But this didn’t stop him from preaching a message that—while good and largely valid—used οἶκος out of context to mean “regularly-seen group of people.” He just took that alternate definition and ran with it.

Out of curiosity I checked a Greek dictionary. His definition is the last one listed. You know why they put certain definitions last? It isn’t because pastors can make that last definition—on which they’ll base a whole sermon—the dramatic punch when they preach from the dictionary. It’s because it’s the least likely definition of the word. The first definition is usually the right one. By and large, every time you use οἶκος, you mean “house”—a building for families to live in, just like the English word. When you write poetry, you can stretch that term a bit. If such terms are commonly used, they make it into a dictionary. Thus “house” can—rarely—mean “regularly-seen group of people.” This won’t stop him from using that definition.

As I said, the sermon was good and largely valid. The jist was:

  1. Christianity was never meant to be practiced alone;
  2. following the first Christians’ example, perhaps we should meet in one another’s homes;
  3. how can we build one another up in the faith if we never interact outside our big fat Sunday service? and
  4. bear in mind what your regularly-seen group of people (which he called “your οἶκος”) consists of.
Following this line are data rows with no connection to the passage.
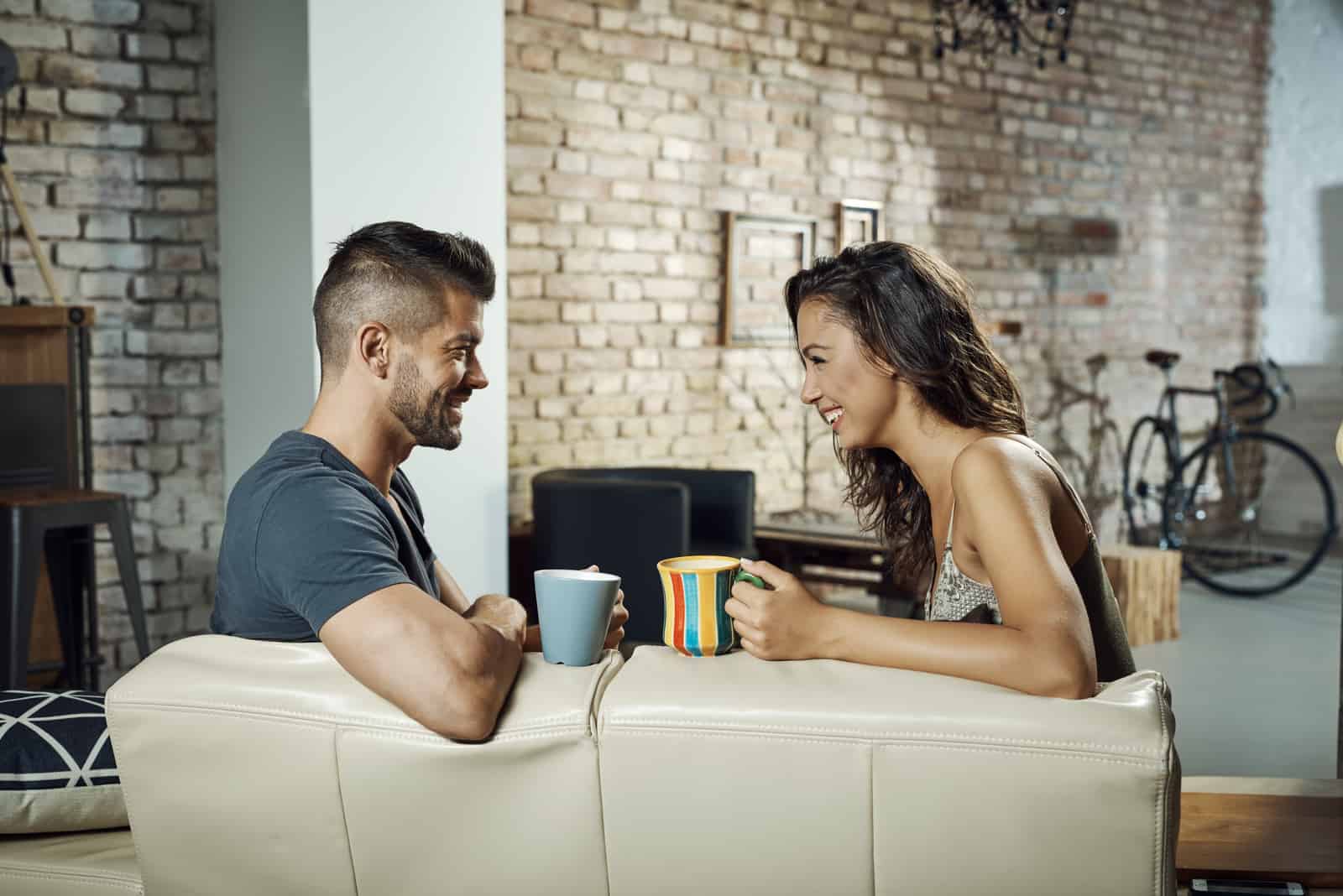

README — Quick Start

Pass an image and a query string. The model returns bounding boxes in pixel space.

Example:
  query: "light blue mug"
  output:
[532,569,620,665]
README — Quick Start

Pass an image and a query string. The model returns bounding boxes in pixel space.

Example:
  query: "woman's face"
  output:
[797,300,900,450]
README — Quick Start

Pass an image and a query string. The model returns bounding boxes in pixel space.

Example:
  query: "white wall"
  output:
[217,0,508,596]
[215,0,317,490]
[307,0,508,596]
[1264,0,1343,363]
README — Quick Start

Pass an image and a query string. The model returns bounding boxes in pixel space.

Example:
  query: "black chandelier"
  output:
[932,0,1077,69]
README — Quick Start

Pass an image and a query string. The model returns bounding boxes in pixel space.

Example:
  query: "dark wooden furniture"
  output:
[0,488,149,690]
[0,306,144,688]
[509,509,922,621]
[1175,778,1343,892]
[755,520,922,616]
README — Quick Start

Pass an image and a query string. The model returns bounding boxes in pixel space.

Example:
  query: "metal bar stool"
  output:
[0,488,149,690]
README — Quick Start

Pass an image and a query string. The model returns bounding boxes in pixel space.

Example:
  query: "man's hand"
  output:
[462,594,526,649]
[586,563,630,650]
[724,560,826,660]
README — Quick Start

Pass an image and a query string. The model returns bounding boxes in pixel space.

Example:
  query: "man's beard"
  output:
[387,357,462,451]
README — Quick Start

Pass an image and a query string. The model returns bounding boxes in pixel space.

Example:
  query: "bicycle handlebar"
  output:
[1213,358,1296,425]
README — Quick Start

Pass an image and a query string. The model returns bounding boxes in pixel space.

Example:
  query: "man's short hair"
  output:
[313,221,494,379]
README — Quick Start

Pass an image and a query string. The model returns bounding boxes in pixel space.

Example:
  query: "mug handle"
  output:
[734,567,770,589]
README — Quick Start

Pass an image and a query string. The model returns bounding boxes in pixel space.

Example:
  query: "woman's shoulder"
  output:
[951,435,1054,497]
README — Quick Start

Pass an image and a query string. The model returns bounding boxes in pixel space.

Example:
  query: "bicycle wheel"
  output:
[1162,432,1338,596]
[1124,416,1173,547]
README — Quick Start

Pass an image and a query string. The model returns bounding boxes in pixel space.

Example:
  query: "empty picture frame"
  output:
[721,212,817,347]
[835,199,884,247]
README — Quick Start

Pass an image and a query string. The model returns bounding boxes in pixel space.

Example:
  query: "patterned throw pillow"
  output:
[0,690,126,834]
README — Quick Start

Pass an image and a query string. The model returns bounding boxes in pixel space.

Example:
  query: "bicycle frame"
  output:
[1157,370,1238,528]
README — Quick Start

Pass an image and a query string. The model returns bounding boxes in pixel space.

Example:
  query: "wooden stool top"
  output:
[0,488,125,507]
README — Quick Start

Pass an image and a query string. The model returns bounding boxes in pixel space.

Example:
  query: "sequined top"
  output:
[924,500,1003,625]
[924,436,1133,681]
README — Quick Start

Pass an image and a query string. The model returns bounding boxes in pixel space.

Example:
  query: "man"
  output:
[211,221,629,741]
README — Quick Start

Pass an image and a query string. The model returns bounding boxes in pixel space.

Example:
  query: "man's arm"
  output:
[434,558,541,654]
[317,583,526,741]
[434,557,472,616]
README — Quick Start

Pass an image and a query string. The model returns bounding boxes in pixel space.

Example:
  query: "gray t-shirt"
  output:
[210,430,439,641]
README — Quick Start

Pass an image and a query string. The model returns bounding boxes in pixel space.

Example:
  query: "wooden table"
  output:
[1175,777,1343,893]
[755,520,917,616]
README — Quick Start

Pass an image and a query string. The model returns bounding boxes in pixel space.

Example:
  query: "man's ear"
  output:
[354,320,392,379]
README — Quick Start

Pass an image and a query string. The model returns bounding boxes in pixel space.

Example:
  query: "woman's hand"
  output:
[724,560,828,660]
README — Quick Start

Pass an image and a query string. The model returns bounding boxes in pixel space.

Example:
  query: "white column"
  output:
[219,0,508,596]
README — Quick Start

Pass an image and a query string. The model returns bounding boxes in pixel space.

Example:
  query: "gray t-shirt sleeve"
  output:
[255,477,411,634]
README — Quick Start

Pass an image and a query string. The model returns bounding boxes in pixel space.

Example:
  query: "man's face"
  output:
[387,289,490,451]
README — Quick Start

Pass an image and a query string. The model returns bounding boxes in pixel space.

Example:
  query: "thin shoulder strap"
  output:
[1023,443,1096,537]
[942,495,956,554]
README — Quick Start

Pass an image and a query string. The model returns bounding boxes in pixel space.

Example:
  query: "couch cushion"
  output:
[0,690,126,834]
[0,827,145,896]
[107,634,620,896]
[599,647,1179,896]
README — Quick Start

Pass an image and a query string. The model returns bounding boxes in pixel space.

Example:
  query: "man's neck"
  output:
[302,386,414,495]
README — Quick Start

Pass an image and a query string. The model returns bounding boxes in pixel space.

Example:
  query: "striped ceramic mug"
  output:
[658,554,760,656]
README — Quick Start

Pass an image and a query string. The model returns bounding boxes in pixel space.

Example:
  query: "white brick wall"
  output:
[0,0,223,684]
[505,0,1269,534]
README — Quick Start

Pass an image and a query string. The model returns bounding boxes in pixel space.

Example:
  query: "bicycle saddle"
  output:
[1143,349,1179,370]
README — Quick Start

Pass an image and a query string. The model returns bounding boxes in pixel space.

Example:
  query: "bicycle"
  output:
[1123,350,1338,596]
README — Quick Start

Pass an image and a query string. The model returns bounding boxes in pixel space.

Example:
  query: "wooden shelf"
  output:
[0,305,94,330]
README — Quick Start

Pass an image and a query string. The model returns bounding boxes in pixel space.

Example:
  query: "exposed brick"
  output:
[4,22,67,49]
[65,90,126,118]
[141,3,195,32]
[42,56,144,89]
[70,27,121,59]
[49,121,145,148]
[146,65,196,94]
[56,237,152,271]
[126,34,172,59]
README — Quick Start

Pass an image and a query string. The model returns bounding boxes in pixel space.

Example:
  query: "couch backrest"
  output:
[107,634,620,896]
[107,636,1179,896]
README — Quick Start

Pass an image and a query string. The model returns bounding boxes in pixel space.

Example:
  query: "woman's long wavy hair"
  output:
[784,242,1026,585]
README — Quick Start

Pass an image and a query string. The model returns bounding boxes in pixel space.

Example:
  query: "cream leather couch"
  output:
[0,636,1179,896]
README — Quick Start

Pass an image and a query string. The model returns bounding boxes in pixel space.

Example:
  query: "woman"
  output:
[727,242,1133,699]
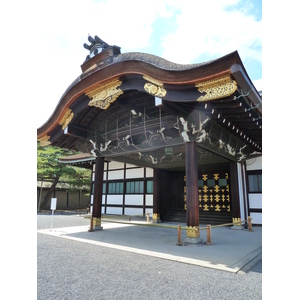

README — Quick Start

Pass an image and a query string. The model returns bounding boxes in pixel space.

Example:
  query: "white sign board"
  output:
[50,198,57,210]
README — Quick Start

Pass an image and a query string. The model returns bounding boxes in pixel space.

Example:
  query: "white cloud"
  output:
[163,0,262,63]
[15,0,262,127]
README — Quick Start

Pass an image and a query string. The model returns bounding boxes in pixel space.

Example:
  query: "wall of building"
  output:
[91,161,153,215]
[246,157,262,225]
[37,187,90,210]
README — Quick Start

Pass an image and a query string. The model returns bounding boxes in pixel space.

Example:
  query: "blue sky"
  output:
[22,0,262,127]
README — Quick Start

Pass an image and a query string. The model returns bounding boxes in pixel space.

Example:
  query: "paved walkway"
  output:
[38,220,262,273]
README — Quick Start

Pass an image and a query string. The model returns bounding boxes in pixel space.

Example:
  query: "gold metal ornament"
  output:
[186,226,200,238]
[143,76,167,98]
[196,75,237,102]
[59,109,74,130]
[38,135,51,147]
[86,80,123,110]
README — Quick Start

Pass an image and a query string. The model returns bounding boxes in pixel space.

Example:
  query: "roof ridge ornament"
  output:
[83,35,111,61]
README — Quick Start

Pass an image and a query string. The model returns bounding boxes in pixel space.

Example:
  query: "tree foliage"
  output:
[37,144,91,190]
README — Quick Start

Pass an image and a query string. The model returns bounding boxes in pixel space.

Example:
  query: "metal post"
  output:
[176,225,183,246]
[248,216,253,231]
[50,209,54,231]
[89,215,94,232]
[206,224,212,245]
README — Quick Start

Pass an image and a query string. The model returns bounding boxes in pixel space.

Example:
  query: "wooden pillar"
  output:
[93,157,104,230]
[185,141,200,238]
[152,169,161,223]
[229,161,241,227]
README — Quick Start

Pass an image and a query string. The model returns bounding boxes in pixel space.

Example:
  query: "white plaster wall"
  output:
[249,194,262,208]
[246,156,262,171]
[125,195,143,205]
[103,207,122,215]
[250,212,262,225]
[237,164,246,221]
[146,168,153,177]
[108,170,124,180]
[107,195,123,205]
[146,208,153,217]
[108,161,124,170]
[126,168,144,179]
[125,207,143,215]
[146,195,153,205]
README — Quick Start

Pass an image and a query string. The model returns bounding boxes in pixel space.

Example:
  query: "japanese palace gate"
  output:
[37,36,262,239]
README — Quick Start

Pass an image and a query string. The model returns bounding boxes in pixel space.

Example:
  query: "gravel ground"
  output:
[37,214,262,300]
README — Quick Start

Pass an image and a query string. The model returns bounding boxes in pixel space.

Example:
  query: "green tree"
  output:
[37,143,91,210]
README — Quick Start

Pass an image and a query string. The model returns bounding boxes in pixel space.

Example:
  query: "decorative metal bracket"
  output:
[38,135,51,147]
[143,76,167,98]
[59,109,74,130]
[196,75,237,102]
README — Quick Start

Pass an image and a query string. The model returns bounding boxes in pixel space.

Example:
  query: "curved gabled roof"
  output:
[37,46,262,170]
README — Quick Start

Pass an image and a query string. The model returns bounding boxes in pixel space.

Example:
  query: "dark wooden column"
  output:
[93,157,104,229]
[229,161,241,225]
[185,141,200,238]
[152,169,161,223]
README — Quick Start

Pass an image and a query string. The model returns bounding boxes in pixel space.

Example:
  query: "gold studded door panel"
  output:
[184,171,231,214]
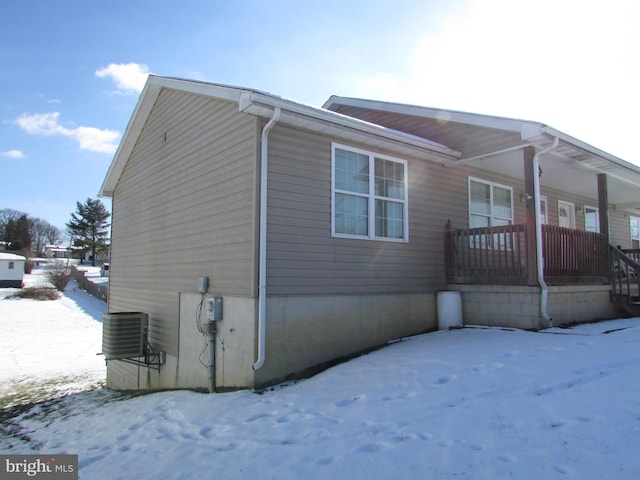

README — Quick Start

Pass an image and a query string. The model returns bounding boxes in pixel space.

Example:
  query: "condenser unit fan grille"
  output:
[102,312,149,360]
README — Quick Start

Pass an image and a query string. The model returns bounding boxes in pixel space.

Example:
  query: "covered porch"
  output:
[444,140,640,330]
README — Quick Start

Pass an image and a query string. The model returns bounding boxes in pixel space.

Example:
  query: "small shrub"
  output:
[7,287,60,300]
[47,265,71,292]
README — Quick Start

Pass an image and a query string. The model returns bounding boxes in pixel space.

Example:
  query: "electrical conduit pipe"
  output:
[533,137,558,327]
[253,108,281,370]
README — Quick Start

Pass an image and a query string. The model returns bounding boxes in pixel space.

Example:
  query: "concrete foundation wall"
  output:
[449,285,620,330]
[255,293,437,386]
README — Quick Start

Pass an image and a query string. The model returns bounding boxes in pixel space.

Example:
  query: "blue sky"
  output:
[0,0,640,232]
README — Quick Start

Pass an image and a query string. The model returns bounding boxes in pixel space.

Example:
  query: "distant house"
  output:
[44,245,71,260]
[100,76,640,389]
[0,252,27,288]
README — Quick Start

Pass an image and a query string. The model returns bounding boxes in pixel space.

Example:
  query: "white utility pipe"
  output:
[253,108,281,370]
[207,322,216,393]
[533,137,558,327]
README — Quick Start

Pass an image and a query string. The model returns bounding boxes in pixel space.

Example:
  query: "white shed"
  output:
[0,252,27,288]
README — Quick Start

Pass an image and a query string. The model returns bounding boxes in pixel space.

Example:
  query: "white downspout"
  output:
[253,108,281,370]
[533,137,558,327]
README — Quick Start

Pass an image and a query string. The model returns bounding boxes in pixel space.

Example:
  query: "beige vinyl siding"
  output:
[267,126,466,295]
[109,89,258,354]
[609,208,640,248]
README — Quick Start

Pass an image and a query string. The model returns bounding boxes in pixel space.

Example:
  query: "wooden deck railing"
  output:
[611,246,640,304]
[445,225,610,285]
[445,225,528,285]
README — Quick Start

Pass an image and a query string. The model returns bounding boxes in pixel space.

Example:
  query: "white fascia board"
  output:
[239,92,461,160]
[322,95,535,133]
[543,127,640,174]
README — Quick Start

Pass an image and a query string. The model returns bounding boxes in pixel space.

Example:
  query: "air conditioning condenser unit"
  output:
[102,312,149,360]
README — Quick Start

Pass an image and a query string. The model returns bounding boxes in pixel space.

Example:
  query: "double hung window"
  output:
[584,205,600,233]
[629,217,640,248]
[469,177,513,228]
[331,144,408,242]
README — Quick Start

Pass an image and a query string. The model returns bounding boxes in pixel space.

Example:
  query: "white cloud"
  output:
[15,112,120,153]
[347,0,640,164]
[96,62,149,94]
[0,150,25,159]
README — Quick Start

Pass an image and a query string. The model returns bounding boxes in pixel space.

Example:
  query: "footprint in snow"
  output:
[333,395,365,407]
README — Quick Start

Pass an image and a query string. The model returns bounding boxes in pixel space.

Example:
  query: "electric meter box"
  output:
[205,297,222,322]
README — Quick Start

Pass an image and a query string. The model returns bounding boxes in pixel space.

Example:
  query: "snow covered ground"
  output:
[0,268,640,480]
[0,267,106,406]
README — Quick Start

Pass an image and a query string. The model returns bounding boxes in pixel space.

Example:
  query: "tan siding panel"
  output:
[109,90,258,354]
[267,126,466,295]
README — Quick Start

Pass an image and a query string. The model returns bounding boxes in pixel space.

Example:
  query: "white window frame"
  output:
[582,205,600,233]
[540,195,549,225]
[558,200,576,230]
[629,216,640,248]
[467,177,514,228]
[331,143,409,243]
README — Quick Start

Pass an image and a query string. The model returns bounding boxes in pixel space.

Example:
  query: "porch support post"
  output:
[598,173,611,243]
[523,147,540,285]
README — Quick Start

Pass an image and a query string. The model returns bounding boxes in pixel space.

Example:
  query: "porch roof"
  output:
[323,96,640,214]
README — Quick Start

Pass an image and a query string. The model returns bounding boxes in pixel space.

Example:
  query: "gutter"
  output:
[533,137,558,327]
[253,107,282,371]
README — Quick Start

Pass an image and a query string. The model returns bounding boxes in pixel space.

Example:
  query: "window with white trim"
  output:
[469,177,513,228]
[331,144,409,242]
[584,205,600,233]
[629,217,640,248]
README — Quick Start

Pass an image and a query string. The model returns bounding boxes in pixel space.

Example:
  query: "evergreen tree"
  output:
[6,213,31,252]
[67,198,111,267]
He said such things; they all needed saying. But in order to find an easy scripture to attach this message to, he plucked a verse from scripture, and using a Greek dictionary, he warped its true meaning into something he could preach from.

So I watched as my family members were scribbling down his dictionary definitions (“Wow, I never knew it also meant that!”) and groaned inwardly. You know why I’m the only one in my family who knows Greek? Because the others think it’s so esoteric and arcane and hard. Because the freaking pastors portray it that way. Thus every verse in the bible has some hidden, secret, gnostic meaning that only the pastor can peer into. This insures that the pastor keeps his job as the revealer of God’s hidden mysteries (which is the Holy Spirit’s job) because the people don’t feel they can do it for themselves; and insures that everyone is dissatisfied with the translation their bible is in because, supposedly, there’s something wrong with it. (I suspect a lot of pastors like the King James Version because you don’t have to know Greek to preach the dictionary at your congregation and get away with it.)

This is why I took Greek—I wanted to know what the bible really said. In the end, I found out it’s slightly more complex than Spanish, that most translators usually know what they’re doing, that only Greek Americans pronounce it right and everyone else is winging it based on an outdated Latin-based scheme, and that people think you’re a genius—which you aren’t—if you profess any knowledge, no matter how pitiful, of Greek.